King Herod, made famous in a runaway bestseller by King James and in the movie adaptation "Jesus Christ Superstar," has archaeologists talking. The extent of his extravagance has been further revealed.
Dancing girls, palaces, pleasure gardens, pyramids, underground temples, secret inner chambers, kings (particularly rapacious emperors) lived in unimaginable luxury. While we may think that we live at the historical height of hedonism and sensual craving, in fact, rulers in ancient times often spent all they could to re-create the heavens on Earth. They likely had visitors explaining what these celestial worlds were like; they may have even been taken to them.

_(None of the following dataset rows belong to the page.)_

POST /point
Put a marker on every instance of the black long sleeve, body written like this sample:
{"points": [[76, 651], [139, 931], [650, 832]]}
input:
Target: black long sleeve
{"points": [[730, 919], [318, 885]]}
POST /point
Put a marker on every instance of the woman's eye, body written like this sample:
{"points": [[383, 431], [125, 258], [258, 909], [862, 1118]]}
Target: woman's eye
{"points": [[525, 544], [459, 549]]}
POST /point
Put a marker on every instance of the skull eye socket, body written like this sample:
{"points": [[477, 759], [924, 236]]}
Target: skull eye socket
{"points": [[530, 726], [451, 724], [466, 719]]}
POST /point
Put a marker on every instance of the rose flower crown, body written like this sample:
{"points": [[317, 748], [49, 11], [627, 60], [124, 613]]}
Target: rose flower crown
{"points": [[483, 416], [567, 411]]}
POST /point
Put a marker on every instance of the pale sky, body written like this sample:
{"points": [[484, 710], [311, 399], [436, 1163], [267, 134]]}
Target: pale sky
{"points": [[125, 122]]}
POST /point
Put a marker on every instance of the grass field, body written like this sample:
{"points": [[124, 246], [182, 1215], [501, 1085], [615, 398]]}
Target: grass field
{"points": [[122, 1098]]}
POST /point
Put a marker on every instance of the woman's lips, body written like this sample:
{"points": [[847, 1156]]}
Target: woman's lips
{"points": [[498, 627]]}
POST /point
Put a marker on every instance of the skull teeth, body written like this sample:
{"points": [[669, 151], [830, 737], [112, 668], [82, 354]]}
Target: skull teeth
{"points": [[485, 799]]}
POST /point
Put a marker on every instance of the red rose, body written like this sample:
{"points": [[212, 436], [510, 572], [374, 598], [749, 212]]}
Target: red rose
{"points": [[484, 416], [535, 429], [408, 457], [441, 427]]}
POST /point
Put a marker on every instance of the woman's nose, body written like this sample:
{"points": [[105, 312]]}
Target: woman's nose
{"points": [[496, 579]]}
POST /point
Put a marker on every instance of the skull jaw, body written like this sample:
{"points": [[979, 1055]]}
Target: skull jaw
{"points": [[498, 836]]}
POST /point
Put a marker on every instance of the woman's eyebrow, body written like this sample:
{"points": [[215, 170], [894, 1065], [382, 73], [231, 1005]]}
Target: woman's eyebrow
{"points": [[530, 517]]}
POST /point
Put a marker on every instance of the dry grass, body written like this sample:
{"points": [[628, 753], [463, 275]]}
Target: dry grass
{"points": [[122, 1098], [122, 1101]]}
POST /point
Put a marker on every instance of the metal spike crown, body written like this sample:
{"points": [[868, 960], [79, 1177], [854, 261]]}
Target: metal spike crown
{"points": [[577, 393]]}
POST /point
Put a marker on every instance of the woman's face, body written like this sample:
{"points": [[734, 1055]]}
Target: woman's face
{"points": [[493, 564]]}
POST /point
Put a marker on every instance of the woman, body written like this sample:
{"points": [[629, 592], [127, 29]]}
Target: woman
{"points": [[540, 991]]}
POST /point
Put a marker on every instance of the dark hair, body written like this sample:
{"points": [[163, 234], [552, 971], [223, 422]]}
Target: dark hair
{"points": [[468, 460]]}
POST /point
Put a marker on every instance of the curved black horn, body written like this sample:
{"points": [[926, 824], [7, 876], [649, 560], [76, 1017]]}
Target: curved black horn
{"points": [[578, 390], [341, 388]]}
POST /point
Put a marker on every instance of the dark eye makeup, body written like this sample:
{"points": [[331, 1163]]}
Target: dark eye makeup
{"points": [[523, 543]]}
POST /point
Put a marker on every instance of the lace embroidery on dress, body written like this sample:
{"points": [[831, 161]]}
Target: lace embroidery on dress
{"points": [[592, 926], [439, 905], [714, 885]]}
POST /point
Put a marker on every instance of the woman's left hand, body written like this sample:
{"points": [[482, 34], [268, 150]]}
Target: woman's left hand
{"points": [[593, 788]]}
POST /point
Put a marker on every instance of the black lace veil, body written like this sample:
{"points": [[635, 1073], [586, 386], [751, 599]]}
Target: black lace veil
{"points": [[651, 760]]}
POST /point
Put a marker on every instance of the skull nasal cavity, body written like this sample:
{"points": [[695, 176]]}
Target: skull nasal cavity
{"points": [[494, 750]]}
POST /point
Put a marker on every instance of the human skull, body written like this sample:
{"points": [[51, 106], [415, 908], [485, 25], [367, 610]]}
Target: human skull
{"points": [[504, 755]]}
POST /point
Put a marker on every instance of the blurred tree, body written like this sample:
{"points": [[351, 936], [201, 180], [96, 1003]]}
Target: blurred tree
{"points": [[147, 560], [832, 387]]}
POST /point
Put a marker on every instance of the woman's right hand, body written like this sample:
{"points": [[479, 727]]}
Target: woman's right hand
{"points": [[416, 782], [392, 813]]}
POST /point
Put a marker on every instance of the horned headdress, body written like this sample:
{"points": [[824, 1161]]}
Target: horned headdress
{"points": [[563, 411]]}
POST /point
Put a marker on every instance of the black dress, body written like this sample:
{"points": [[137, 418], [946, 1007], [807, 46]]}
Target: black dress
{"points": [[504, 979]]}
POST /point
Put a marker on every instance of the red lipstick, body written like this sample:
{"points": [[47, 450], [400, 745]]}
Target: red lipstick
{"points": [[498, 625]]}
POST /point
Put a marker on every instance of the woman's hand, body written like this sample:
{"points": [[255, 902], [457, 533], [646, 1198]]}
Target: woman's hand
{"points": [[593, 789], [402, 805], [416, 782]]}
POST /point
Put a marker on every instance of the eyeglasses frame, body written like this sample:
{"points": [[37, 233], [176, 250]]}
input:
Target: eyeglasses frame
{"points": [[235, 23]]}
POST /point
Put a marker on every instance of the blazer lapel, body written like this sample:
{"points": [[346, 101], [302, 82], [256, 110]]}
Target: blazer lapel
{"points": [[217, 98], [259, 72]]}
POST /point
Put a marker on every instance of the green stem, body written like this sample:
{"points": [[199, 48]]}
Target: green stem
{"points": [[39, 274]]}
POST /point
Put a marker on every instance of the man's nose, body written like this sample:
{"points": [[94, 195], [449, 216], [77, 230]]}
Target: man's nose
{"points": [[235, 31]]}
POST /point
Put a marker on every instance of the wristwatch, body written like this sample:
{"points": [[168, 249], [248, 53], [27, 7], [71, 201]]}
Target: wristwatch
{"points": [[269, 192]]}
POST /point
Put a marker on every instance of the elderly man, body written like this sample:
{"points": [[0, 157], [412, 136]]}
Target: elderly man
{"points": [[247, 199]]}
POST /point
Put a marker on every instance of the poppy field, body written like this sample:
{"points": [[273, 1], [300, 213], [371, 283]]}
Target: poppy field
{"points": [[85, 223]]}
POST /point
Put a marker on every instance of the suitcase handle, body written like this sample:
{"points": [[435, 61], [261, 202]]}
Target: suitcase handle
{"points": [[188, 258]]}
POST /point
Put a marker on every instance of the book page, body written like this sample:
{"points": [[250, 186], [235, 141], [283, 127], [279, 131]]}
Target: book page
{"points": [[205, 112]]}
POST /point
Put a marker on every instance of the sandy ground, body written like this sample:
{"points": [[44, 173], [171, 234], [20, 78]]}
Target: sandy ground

Emperor Asoka became a great Buddhist
The Buddha often spoke of past republics and kingdoms. Their fate was always the same. But the diversity of the pleasures they indulged in is still mind boggling to us today. We hardly know the extent of what is going on now, but what happened thousands of years ago is coming to light:
Archaeologists find theater box at Herod's palace
Aisha Mohammed (AP)
Frescos discovered in King Herod's Herodium complex, West Bank, south of Jerusalem, Sept. 21, 2010. Israeli archaeologists have excavated a lavish private box in a 400-seat theater located at his winter palace in the Judean desert. Herod commissioned Roman artists to decorate the theater around 15 B.C. (AP/Bernat Armangue).
JERUSALEM – Israeli archaeologists have excavated a lavish, private theater box in a 400-seat facility at King Herod's winter palace in the Judean desert, the team's head said Tuesday.